Un’idea di Tadashi che a me piace moltissimo è ROZOU: una mostra serale di sue foto di strada proiettate su una parete di Shinjuku. Lui piazza il suo proiettore, diffonde della musica, guarda le sue immagini che si susseguono mentre i passanti camminano, ignorano, si meravigliano e qualche volta si fermano per chiedere di che si tratta e chiacchierare. In 2 anni ci sono state 43 edizioni, l’ultima sabato scorso.

Chiunque abiti a Tokyo si chiede se questa occupazione del suolo pubblico sia illegale, ma per qualche motivo sembra non ci sia il divieto per la proiezione serale di fotografie sui bandoni di un cantiere: è un vuoto legislativo che spero non venga mai colmato. Il tutto mi sembra un incrocio tra l’esibizione (gratuita) di un artista di strada, una installazione, una festina tra amici.

Tadashi mi dice “In una serata, delle centinaia, forse migliaia di persone che passano, 20 si fermano a guardare e 5 attaccano discorso, fanno domande. Sono amanti della fotografia o curiosi in generale che spesso rimangono in contatto (ho dei volantini), e io sono contento perché la fotografia di strada ritorna in strada, invece di rimanere nelle mostre dove la vede sempre lo stesso gruppetto di persone. L’idea è nata dall’invidia per i musicisti di strada che potevano farsi sentire dai passanti, allora ho pensato di fare la stessa cosa. Per me fotografare è come mangiare, lavorare, dormire, una azione vitale.

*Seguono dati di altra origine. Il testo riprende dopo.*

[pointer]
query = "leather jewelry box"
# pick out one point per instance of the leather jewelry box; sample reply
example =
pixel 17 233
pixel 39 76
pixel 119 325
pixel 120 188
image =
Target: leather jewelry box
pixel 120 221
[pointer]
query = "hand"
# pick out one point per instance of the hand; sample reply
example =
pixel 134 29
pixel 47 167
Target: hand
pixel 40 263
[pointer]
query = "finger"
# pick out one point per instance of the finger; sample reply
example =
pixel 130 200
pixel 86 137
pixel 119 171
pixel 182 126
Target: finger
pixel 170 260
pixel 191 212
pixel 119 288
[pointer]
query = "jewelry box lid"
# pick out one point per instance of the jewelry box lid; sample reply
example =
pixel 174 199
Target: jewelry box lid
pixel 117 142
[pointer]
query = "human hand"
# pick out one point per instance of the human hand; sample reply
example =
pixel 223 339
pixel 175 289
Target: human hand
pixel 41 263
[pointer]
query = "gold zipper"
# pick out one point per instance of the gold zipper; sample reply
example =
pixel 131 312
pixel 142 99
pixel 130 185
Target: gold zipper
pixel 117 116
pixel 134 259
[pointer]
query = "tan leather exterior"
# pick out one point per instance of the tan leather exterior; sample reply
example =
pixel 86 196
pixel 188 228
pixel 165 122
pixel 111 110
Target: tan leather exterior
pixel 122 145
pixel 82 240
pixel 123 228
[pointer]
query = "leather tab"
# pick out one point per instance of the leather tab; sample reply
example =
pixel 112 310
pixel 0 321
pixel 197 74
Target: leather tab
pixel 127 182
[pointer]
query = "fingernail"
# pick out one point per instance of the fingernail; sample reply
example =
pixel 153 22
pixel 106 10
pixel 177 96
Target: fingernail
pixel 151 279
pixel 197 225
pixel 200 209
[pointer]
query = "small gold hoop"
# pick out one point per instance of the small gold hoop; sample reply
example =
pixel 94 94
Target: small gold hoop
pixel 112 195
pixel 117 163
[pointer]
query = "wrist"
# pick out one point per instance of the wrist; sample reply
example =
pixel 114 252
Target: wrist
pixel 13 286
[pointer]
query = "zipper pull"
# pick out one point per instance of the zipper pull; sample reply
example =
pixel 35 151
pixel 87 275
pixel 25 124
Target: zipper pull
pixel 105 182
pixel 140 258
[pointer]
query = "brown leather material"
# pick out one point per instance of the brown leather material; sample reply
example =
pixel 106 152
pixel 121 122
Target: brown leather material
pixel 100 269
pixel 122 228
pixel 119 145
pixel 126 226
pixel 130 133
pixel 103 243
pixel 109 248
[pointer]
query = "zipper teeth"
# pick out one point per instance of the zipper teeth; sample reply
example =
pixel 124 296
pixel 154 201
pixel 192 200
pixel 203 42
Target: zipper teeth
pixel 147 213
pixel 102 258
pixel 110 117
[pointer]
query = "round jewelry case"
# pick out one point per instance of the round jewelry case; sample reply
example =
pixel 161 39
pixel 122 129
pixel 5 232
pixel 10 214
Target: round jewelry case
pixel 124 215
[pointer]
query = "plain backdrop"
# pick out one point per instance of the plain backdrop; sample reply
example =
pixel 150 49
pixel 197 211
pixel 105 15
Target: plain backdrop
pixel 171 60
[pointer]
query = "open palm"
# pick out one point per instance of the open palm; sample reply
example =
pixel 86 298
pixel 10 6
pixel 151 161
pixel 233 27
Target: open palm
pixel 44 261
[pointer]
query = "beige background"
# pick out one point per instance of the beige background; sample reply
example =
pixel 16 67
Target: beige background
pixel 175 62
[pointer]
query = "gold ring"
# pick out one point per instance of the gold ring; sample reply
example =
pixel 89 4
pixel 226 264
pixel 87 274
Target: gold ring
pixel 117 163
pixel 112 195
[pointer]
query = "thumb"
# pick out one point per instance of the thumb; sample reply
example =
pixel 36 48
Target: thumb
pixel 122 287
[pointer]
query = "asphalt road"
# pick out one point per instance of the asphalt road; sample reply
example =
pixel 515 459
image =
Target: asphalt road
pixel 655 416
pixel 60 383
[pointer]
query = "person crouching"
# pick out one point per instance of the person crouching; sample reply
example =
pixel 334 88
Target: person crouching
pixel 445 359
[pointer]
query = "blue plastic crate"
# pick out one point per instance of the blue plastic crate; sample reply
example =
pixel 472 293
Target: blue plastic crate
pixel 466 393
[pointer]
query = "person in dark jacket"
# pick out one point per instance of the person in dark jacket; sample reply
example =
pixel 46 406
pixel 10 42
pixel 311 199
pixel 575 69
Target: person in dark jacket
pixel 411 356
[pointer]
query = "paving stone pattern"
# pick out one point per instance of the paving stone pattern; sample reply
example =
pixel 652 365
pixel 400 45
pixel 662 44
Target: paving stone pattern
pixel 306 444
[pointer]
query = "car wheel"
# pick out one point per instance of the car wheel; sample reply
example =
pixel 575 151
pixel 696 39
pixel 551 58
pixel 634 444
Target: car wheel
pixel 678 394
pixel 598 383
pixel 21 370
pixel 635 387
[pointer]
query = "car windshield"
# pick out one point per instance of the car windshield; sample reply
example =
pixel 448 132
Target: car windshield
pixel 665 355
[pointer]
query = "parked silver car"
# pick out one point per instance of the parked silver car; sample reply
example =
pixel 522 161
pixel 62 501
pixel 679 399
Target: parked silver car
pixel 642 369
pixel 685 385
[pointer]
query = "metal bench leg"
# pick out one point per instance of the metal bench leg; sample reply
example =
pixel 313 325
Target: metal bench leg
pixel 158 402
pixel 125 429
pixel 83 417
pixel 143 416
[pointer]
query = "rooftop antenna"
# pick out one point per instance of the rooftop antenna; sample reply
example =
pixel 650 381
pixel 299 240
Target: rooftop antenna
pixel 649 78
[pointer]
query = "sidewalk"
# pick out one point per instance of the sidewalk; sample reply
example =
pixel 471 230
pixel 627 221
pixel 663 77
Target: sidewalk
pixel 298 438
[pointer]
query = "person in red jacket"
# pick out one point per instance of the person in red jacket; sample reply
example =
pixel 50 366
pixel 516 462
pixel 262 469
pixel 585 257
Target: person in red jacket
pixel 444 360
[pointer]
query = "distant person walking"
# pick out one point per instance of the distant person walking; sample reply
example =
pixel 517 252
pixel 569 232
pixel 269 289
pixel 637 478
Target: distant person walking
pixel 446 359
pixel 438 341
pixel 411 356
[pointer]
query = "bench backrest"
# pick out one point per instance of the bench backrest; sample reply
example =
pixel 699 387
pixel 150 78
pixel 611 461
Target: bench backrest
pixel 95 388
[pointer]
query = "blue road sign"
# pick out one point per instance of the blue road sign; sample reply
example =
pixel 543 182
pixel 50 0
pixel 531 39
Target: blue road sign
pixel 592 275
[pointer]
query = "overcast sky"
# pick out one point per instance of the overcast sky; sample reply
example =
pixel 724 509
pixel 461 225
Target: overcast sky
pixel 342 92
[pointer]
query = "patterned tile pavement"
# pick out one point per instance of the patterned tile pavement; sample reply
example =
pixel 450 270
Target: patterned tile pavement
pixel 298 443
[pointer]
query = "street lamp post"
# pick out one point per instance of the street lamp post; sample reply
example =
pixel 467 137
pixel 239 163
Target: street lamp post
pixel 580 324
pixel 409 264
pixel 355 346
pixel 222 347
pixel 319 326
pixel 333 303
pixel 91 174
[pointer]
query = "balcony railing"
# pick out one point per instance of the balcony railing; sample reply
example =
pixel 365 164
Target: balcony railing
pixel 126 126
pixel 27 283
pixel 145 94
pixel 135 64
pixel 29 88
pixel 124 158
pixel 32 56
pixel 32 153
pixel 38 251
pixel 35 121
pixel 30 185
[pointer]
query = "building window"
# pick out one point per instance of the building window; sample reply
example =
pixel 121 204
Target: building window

Io fotografo per ricordare quello che vedo e comunicarlo agli altri, vorrei farlo il più possibile, e non importa se alle mie foto non viene riconosciuto valore. Spesso le foto acquistano una loro vita dopo decenni o secoli”

A ogni proiezione di ROZOU (che poi significa “sulla strada”) si raduna un gruppetto di simpatizzanti che poi si conoscono tra loro, bevucchiano delle birrette in lattina, attaccano discorso con chi si è fermato, si creano traiettorie e discorsi casuali affascinanti, poi la batteria del proiettore finisce, Tadashi smonta tutto, saluta e ce ne torniamo a casa.